Writing a golden file test for package:flutter

(This page is referenced by comments in the Flutter codebase.)

If you want to learn how to write a golden test for your package, see the matchesGoldenFile API docs. This wiki page describes the special process specifically for the Flutter team itself.

Golden file tests for package:flutter use Flutter Gold for baseline and version management of golden files. This allows for golden file testing on Linux, Windows, macOS and Web, which accounts for the occasional subtle rendering differences between these platforms.

Known Issues

Negative Images

https://github.com/flutter/flutter/issues/145043

If an image is marked negative the flutter-gold check will not catch it in presubmit testing. Images should not be marked negative, as the system relies on the untriaged and approved states. If a negative image is produced in postsubmit, testing will fail and the change can be reverted so the image can be addressed. If you would like to instantly invalidate all prior renderings, changing the name of the golden file test will accomplish this. Gold already has a process to ‘forget’ images after they have changed, but does so over time.

Build Breakage

If the Flutter build is broken due to a golden file test failure, this typically means an image change has landed without being triaged. Golden file images should be triaged in pre-submit before a change lands (as described in the steps below). If this process is not followed, a test with an unapproved golden file image will fail in post-submit testing. This will present in the following error message:

  Skia Gold received an unapproved image in post-submit
  testing.
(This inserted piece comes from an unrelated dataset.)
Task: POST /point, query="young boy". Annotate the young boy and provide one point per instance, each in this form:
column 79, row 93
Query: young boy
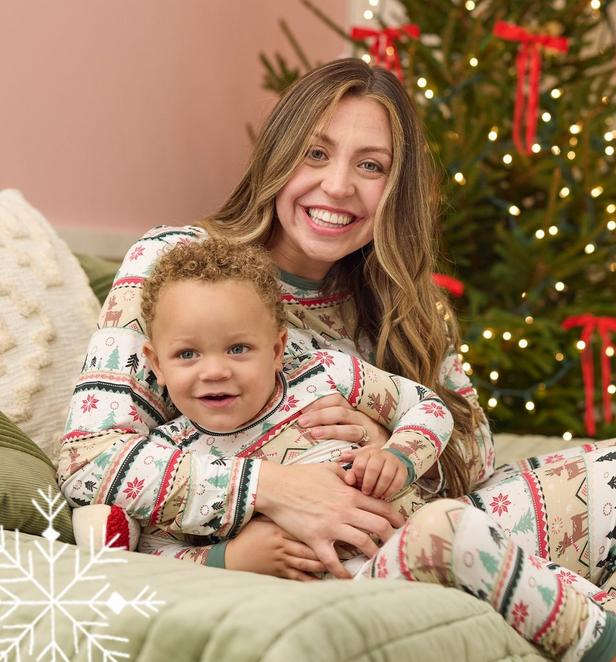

Golden file images in flutter/flutter are triaged
  in pre-submit during code review for the given PR.

  Visit https://flutter-gold.skia.org/ to view and approve
  the image(s), or revert the associated change. For more
  information, visit the wiki:
  https://github.com/flutter/flutter/blob/main/docs/contributing/testing/Writing-a-golden-file-test-for-package-flutter.md

To resolve, visit the Flutter Gold dashboard to view the batch of images in question. If they are intended changes, approve them by clicking the checkmark, and re-run the failing test to resolve. If the image changes are not intended, revert the associated change.

Notice, Gold may wrongly attribute blame for image changes on the dashboard. Post-submit testing for flutter/flutter is not executed in the order that commits land. Commits are tested by order of the most recent change. If older commits have not completed testing yet, Gold may assign blame incorrectly until all image results have been processed for pending commits.

Creating a New Golden File Test

Writing a new golden file test if the test suite (sometimes called “task” or “shard”) is not already configured for golden file testing is an involved process, and missing a step can result in a broken build or a failing test.

The process involves:

Adding or configuring a .ci.yaml task.
Writing and submitting the test.
Adding a known task name to the flutter-gold check.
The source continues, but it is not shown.